Bojan Stepanović

Personal information
- Full name: Bojan Stepanović
- Date of birth: January 11, 1983 (age 43)
- Place of birth: Belgrade, Yugoslavia
- Height: 5 ft 9 in (1.75 m)
- Position: Central midfielder

Youth career
- Radnički Beograd

Senior career*
- Years: Team / Apps / (Gls)
- 2001–2005: Radnički Beograd / 84 / (16)
- 2005–2006: Voždovac / 15 / (3)
- 2006–2007: Mladenovac / 31 / (2)
- 2007–2009: Srem / 42 / (6)
- 2009: Chivas USA / 17 / (1)
- 2010: Drava Ptuj / 6 / (1)
- 2010–2011: Posavac / 6 / (0)
- 2012–2013: Timok / 10 / (1)
- 2014–2015: Burlington SC
- 2016–2019: Brantford Galaxy / 21 / (5)

= Bojan Stepanović =

Serbian footballer

Bojan Stepanović (Бојан Степановић; born January 11, 1983) is a Serbian footballer who played as a midfielder.

==Career==

===Europe===
Born in Belgrade, in the Yugoslavia prior to the country's breakup in the Yugoslav wars, Stepanović spent his early career playing in his native Serbia.

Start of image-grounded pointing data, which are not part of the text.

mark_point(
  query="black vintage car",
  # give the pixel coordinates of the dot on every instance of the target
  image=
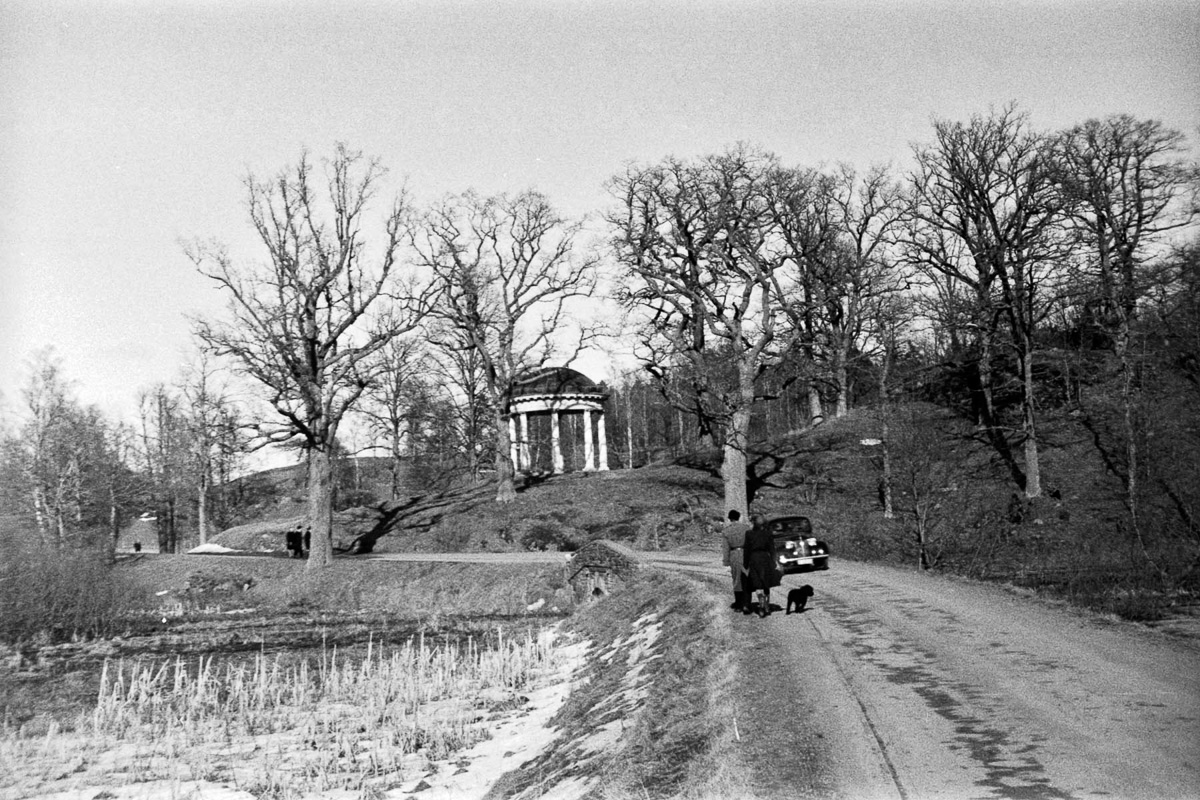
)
(796, 548)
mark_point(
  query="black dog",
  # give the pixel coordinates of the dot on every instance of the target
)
(798, 599)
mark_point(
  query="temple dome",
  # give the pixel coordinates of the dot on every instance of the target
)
(557, 380)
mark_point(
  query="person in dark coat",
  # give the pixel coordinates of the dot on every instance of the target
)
(733, 537)
(760, 570)
(293, 542)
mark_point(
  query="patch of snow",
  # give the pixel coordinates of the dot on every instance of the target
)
(517, 738)
(213, 548)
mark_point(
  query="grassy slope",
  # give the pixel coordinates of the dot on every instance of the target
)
(977, 525)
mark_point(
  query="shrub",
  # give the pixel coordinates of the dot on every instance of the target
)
(53, 596)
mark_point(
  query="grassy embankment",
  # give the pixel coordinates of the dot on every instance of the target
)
(647, 713)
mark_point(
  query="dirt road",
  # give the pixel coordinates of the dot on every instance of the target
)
(895, 684)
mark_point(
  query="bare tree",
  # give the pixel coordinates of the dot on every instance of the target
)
(693, 238)
(870, 209)
(310, 322)
(65, 468)
(985, 214)
(165, 457)
(388, 403)
(805, 223)
(505, 271)
(1127, 185)
(214, 433)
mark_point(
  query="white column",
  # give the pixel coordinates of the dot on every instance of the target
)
(589, 455)
(556, 444)
(604, 444)
(525, 441)
(514, 450)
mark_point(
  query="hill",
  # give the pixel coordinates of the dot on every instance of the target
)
(954, 506)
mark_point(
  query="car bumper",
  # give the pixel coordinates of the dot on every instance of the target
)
(804, 563)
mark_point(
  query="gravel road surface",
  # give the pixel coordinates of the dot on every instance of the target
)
(895, 684)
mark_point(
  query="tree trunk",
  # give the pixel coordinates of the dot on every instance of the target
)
(886, 414)
(321, 507)
(737, 439)
(816, 411)
(841, 376)
(1032, 465)
(202, 507)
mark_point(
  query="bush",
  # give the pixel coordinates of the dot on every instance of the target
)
(54, 596)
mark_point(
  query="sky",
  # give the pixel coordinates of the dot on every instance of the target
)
(127, 127)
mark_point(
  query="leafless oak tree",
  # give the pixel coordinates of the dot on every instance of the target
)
(985, 214)
(694, 239)
(310, 322)
(507, 271)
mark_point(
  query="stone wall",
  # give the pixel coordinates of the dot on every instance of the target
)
(599, 566)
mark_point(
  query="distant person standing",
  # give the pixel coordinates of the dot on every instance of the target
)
(293, 541)
(759, 554)
(733, 535)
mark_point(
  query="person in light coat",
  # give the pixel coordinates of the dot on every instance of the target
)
(733, 539)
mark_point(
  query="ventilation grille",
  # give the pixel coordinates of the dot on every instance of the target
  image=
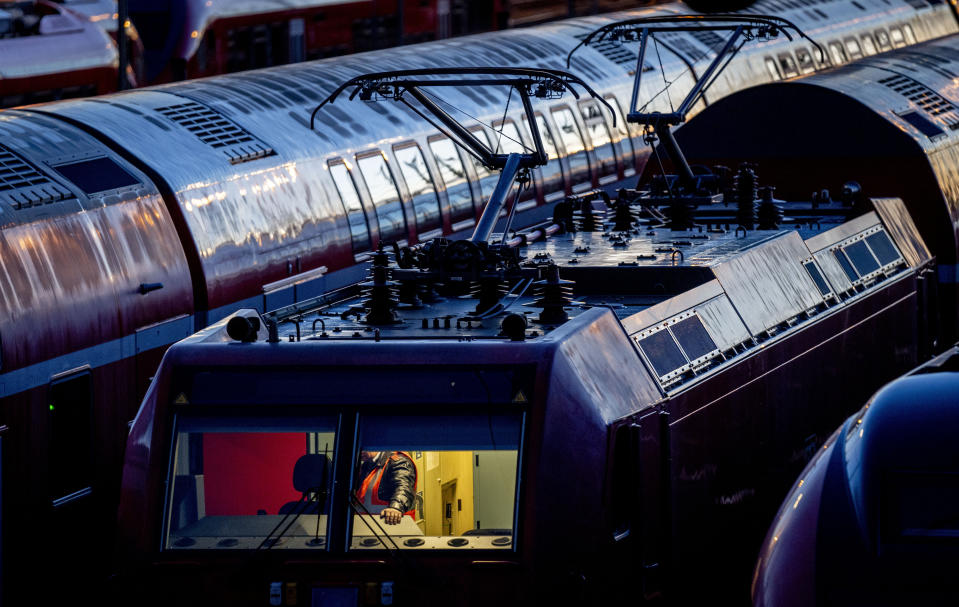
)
(217, 131)
(927, 99)
(22, 185)
(616, 52)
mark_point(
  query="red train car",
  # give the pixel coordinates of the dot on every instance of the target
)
(49, 52)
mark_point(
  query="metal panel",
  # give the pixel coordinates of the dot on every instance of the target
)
(903, 231)
(768, 284)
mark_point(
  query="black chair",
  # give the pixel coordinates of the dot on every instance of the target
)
(310, 478)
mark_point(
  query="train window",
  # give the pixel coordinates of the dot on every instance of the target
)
(575, 148)
(772, 68)
(861, 257)
(552, 173)
(599, 136)
(882, 248)
(846, 266)
(817, 278)
(852, 46)
(837, 53)
(70, 409)
(805, 60)
(624, 135)
(453, 177)
(882, 40)
(359, 228)
(449, 479)
(661, 350)
(895, 34)
(386, 198)
(245, 483)
(97, 175)
(788, 65)
(419, 182)
(909, 33)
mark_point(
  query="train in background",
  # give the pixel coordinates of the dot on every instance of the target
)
(872, 519)
(132, 220)
(49, 52)
(640, 408)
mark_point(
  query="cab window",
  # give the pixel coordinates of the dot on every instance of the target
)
(572, 139)
(236, 482)
(453, 176)
(386, 198)
(359, 229)
(419, 182)
(436, 482)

He was a member of the youth setup at Radnički Beograd, and played for Radnički's first team in the First League of Serbia and Montenegro in 2004. He later went on to play for Voždovac in the 2005–06 Serbia and Montenegro SuperLiga, and for Srem in the Serbian First League (Serbian second tier) from 2007 to 2009.

===North America===
Stepanović was signed by Chivas USA on March 27, 2009, after impressing head coach Preki during a month-long trial, in which he played in several pre-season friendlies. He made his Major League Soccer debut on March 29, 2009, coming on as a 69th-minute substitute in a 2-0 away win over FC Dallas. He scored six minutes into his debut appearance.

Stepanović was waived by Chivas USA on January 26, 2010. In 2014, he signed with Burlington SC of the Canadian Soccer League, where he played for two seasons. In 2016, he remained in the CSL and signed with Brantford Galaxy, where he appeared in 21 matches with 5 goals.